What changed, you asked? Governor Kathy Hochul doesn't want to be embarrassed when Tom Homan has the complete authorization to place her arrested for violating federal law.
— Brady Buchanan (@Commander_Brady) December 2, 2024
In other words, she has no choice but to help him with mass deportation plans. https://t.co/hukjaQdTnD
Incoming border czar Tom Homan has made it clear that he will brook no opposition to his duty to deport illegal aliens. As he told Sean Hannity on November 25, those who get in his way will be dealt with according to the law of the land.
"But look, me and the Denver mayor, we agree on one thing -- he's willing to go to jail, I'm willing to put him in jail because there there's a statute. It's Title 8 United States Code 1324 (iii). And what it says is it's a felony if you knowingly harbor and conceal an illegal alien from immigration authorities. It's also a felony to impede a federal law enforcement officer."
Hochul is a pragmatist. She is not an activist politician willing to spend time in prison. She prefers the distant remove of her Albany office, where she earmarked more than $1 billion for her crowning achievement, the new Buffalo Bills Highmark Stadium.
The stadium is slated to open in 2026, just before Hochul's reelection bid.
By inking the massive deal, Hochul managed to line the pockets of her own family via her husband's employer, Delaware North, the Bills concessions operator. At the same time, she managed to squeeze the Seneca Nation for hundreds of millions to finance the deal. That's Hochul at her wicked best: behind the scenes, pulling strings.

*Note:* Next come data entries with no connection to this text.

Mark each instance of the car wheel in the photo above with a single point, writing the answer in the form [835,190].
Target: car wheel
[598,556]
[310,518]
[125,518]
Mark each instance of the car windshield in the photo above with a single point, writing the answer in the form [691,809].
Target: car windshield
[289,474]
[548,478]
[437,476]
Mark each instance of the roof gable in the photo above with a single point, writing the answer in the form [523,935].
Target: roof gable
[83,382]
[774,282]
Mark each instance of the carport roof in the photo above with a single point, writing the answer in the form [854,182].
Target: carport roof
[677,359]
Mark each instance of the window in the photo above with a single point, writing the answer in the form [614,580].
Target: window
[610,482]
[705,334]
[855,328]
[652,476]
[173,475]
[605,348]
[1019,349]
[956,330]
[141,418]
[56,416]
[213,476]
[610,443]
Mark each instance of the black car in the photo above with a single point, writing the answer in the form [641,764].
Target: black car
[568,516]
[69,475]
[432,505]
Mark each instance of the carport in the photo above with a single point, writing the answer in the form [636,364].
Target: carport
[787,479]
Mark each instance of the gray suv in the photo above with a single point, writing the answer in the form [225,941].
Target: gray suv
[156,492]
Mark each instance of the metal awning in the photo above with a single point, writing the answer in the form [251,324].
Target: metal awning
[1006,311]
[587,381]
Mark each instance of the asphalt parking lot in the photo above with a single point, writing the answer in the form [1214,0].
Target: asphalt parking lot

So in some ways, Homan's hardline stance suits Hochul (and by extension, Mayor Eric Adams, who has openly welcomed a conversation with the border czar, doubling down on a position that has cost him dearly). Hochul can now coordinate behind the scenes with ICE to relieve New York of the criminal onslaught illegal immigration has brought to New York.
NY Gov Hochul says she’ll call ICE, help ‘get rid of’ migrants who commi... https://t.co/3C8ZrGdah7 via @YouTube
— Captain Celluloid (@CCelluloid55) December 4, 2024
While pragmatic blue states and cities quietly (or loudly, in Mayor Adams' case) let illegals know where they stand, the states that remain adamantly pro-"migrant" will likely see vast influxes. It's a win-win for conservatives: the worst elements will be funneled into the deepest blue areas.
At the same time, Hochul doesn't have to get her hands dirty doing what she could have done herself--at great cost to her standing in the party. Publicly, expect Hochul to make statements about how awful and unfair it is to lose sanctuary status, but in private, she'll be thrilled.
Once crime goes down, she can quote the statistics at reelection rallies and claim it as a victory that happened on her watch. Give Kathy some credit: she's managed to make a comfortable nest between a rock and a hard place.